The emergence of reasoning models and their integration into practical AI chat bots has led to breakthroughs in solving advanced math, deep search, and extractive question answering problems that requires a complex and multi-step thought process. Yet, a complete understanding of why these models hallucinate more than general purpose language models is missing. In this investigative study, we systematicallyexplore reasoning failures of contemporary language models on multi-hop question answering tasks. We introduce a novel, nuanced error categorization framework that examines failures across three critical dimensions: the diversity and uniqueness of source documents involved ("hops"), completeness in capturing relevant information ("coverage"), and cognitive inefficiency ("overthinking").
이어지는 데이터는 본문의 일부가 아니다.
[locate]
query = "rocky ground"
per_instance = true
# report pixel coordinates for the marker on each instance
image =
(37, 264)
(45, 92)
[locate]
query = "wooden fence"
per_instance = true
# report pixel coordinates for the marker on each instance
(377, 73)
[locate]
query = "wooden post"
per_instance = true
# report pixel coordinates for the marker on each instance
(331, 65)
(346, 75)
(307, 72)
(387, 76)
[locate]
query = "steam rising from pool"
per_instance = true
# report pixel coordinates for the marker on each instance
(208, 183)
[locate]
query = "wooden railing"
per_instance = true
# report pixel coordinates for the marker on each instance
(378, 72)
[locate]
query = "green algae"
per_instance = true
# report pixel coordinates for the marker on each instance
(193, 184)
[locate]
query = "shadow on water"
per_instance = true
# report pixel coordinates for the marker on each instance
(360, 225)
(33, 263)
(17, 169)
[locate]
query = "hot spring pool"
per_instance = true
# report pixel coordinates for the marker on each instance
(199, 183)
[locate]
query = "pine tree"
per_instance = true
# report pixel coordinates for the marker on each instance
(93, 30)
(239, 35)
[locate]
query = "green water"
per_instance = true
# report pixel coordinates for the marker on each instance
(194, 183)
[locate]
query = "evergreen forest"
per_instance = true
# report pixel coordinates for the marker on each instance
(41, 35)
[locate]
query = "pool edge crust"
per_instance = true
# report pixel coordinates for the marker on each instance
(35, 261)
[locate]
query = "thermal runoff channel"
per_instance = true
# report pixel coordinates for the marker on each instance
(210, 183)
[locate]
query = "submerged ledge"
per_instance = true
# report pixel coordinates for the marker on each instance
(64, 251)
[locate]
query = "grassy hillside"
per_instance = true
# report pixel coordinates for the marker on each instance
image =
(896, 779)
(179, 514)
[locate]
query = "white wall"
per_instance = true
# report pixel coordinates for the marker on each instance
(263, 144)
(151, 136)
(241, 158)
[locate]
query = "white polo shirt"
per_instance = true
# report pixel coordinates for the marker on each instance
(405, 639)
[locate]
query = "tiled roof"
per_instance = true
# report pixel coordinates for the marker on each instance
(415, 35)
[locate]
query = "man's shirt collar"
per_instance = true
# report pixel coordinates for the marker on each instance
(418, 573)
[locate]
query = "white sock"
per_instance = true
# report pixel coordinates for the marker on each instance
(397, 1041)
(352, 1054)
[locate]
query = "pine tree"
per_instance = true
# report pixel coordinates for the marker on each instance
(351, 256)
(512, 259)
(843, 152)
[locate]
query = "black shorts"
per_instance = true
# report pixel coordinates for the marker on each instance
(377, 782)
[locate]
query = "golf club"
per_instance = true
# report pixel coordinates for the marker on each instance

Through rigorous hu-man annotation, supported by complementary automated metrics, our exploration uncovers intricate error patterns often hidden by accuracy-centric evaluations. This investigative approach provides deeper insights into the cognitive limitations of current models and offers actionable guidance toward enhancing reasoning fidelity, transparency, and robustness in future language modeling efforts.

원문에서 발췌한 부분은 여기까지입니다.